You own an antique that is currently worth 1500, and whose value increases linearly at a rate of 175 per year. If the prevailing interest rate remains constant at 5%, per year compounded continuously, when will it be most advantageous for you to sell the antique and invest the proceeds?
Is there some rule of thumb for setting up an equation for word problems or is there an actual formula to this?
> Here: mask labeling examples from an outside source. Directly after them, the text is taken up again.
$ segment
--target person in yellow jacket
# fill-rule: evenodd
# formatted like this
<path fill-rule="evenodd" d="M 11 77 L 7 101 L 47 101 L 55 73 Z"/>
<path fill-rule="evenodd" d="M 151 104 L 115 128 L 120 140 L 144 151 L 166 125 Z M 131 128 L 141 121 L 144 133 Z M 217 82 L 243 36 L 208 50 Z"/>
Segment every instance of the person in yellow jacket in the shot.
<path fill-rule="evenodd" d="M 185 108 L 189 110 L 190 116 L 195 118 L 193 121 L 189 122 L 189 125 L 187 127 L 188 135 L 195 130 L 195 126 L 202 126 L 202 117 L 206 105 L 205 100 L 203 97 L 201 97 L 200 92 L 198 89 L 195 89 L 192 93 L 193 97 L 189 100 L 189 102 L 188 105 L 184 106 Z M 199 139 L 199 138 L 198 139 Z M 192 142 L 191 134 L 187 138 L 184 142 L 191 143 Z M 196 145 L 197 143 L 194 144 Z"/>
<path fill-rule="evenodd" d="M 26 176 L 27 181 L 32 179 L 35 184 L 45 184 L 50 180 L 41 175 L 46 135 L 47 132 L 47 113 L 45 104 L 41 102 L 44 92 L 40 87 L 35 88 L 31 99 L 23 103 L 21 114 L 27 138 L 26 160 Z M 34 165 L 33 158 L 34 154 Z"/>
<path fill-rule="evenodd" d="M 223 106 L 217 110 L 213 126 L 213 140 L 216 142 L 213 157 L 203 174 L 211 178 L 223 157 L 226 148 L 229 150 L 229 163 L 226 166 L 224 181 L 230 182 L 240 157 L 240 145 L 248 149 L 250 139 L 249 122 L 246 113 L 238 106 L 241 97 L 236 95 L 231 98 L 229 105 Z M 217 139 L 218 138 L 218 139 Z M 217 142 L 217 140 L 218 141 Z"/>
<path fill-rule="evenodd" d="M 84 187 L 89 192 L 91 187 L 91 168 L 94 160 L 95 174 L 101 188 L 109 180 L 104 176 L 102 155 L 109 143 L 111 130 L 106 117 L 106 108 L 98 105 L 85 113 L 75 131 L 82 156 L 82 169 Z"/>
Suppose you sell the antique at the unknown time $t_s$. Then it is worth $1500+175t_s$. Then at the given time $t_f \geq t_s$, you will have $(1500+175t_s)e^{0.05(t_f-t_s)}$ in investment value. So you want to maximize $(1500+175t_s)e^{0.05(t_f-t_s)}$ over $t_s \in [0,t_f]$. This can be done with calculus. Notably, if the optimal choice of $t_s$ is $t_f$, then you don't sell the antique at all.
As an interesting aside, we can recast this as a (simple) control theory problem, by posing it as:
Maximize $V(t_f)$ over choices of $t_s$, where $V'(t)=0.05V(t)u(t-t_s)+175(1-u(t-t_s))$. Here $u(t)=\begin{cases} 1 & t \geq 0 \\ 0 & t < 0 \end{cases}$.